Originally Posted by
mona amon
Catherine is a Diva...
And there's also the way the plot unfolds. Heathcliff is the outsider, the disruptive force in the closed world of Wuthering Heights and the Grange. He wreaks havoc for a while, but by the end of the book all traces of him and his progeny have completely vanished. The Earnshaw and Linton heirs continue to survive and prosper, and peace and harmony return to this small corner of the world.
I disagree she's a Diva but more particularly with your ending. Your analysis scarcely accounts for the enduring affection and generosity of Catherine towards Heathcliff. Good Mr Earnshaw daughter sees something in him that you don't. And what of the character of Catherine's daughter?

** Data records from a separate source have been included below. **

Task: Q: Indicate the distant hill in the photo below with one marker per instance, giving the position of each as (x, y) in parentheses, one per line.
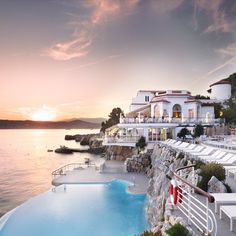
(29, 124)
(97, 120)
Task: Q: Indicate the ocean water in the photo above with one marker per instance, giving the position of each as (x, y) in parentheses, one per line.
(26, 166)
(80, 209)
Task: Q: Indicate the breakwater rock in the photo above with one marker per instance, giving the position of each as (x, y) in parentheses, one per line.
(94, 141)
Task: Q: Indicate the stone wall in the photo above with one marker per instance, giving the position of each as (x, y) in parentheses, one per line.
(119, 153)
(159, 208)
(139, 163)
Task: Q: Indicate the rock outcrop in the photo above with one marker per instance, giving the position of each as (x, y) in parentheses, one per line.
(138, 163)
(119, 153)
(159, 209)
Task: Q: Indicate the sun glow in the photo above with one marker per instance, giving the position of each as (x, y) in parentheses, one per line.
(42, 115)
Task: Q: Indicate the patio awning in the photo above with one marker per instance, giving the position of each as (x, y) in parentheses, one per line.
(143, 111)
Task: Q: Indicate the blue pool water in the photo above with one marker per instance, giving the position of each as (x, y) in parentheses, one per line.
(80, 209)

If all traces have been lost, what of Mr Lockwood's ghost and Nelly's account:
But the country folks, if you ask them, would swear on the Bible that he walks: there are those who speak to having met him near the church, and on the moor, and even within this house. Idle tales, you’ll say, and so say I. Yet that old man by the kitchen fire affirms he has seen two on ’em looking out of his chamber window on every rainy night since his death:—and an odd thing happened to me about a month ago. I was going to the Grange one evening—a dark evening, threatening thunder—and, just at the turn of the Heights, I encountered a little boy with a sheep and two lambs before him; he was crying terribly; and I supposed the lambs were skittish, and would not be guided.

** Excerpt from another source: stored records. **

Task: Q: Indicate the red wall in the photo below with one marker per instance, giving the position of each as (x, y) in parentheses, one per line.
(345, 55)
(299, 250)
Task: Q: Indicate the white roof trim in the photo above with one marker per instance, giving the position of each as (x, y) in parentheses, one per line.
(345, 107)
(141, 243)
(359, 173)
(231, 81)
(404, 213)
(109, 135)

‘What is the matter, my little man?’ I asked.
‘There’s Heathcliff and a woman yonder, under t’ nab,’ he blubbered, ‘un’ I darnut pass ’em.’

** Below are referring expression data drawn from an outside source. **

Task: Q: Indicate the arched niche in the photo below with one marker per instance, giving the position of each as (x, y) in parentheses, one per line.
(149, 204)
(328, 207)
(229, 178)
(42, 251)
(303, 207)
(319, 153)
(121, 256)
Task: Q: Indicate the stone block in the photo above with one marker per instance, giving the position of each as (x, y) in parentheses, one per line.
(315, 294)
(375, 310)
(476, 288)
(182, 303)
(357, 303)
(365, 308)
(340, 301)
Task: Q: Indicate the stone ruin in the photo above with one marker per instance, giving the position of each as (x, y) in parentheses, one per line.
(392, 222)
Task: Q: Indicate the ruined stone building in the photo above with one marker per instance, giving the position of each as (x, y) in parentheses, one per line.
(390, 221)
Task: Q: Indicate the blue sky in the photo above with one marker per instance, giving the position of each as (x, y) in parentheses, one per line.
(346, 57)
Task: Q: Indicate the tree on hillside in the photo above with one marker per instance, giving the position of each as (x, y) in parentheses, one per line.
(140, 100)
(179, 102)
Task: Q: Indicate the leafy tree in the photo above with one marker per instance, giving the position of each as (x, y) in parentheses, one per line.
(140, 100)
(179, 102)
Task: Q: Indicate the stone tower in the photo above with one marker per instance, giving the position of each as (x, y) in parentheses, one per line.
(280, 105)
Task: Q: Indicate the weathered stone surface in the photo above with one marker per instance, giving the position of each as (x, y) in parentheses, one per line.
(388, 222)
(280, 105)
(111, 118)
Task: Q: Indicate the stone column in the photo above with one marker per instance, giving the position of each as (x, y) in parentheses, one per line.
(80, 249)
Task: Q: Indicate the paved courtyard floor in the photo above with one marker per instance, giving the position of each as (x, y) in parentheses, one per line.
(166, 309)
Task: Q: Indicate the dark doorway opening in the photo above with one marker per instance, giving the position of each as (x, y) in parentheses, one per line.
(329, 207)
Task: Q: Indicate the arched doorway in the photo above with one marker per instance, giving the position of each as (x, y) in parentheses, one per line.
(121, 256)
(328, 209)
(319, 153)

I saw nothing; but neither the sheep nor he would go on so I bid him take the road lower down. He probably raised the phantoms from thinking, as he traversed the moors alone, on the nonsense he had heard his parents and companions repeat. Yet, still, I don’t like being out in the dark now; and I don’t like being left by myself in this grim house: I cannot help it; I shall be glad when they leave it, and shift to the Grange.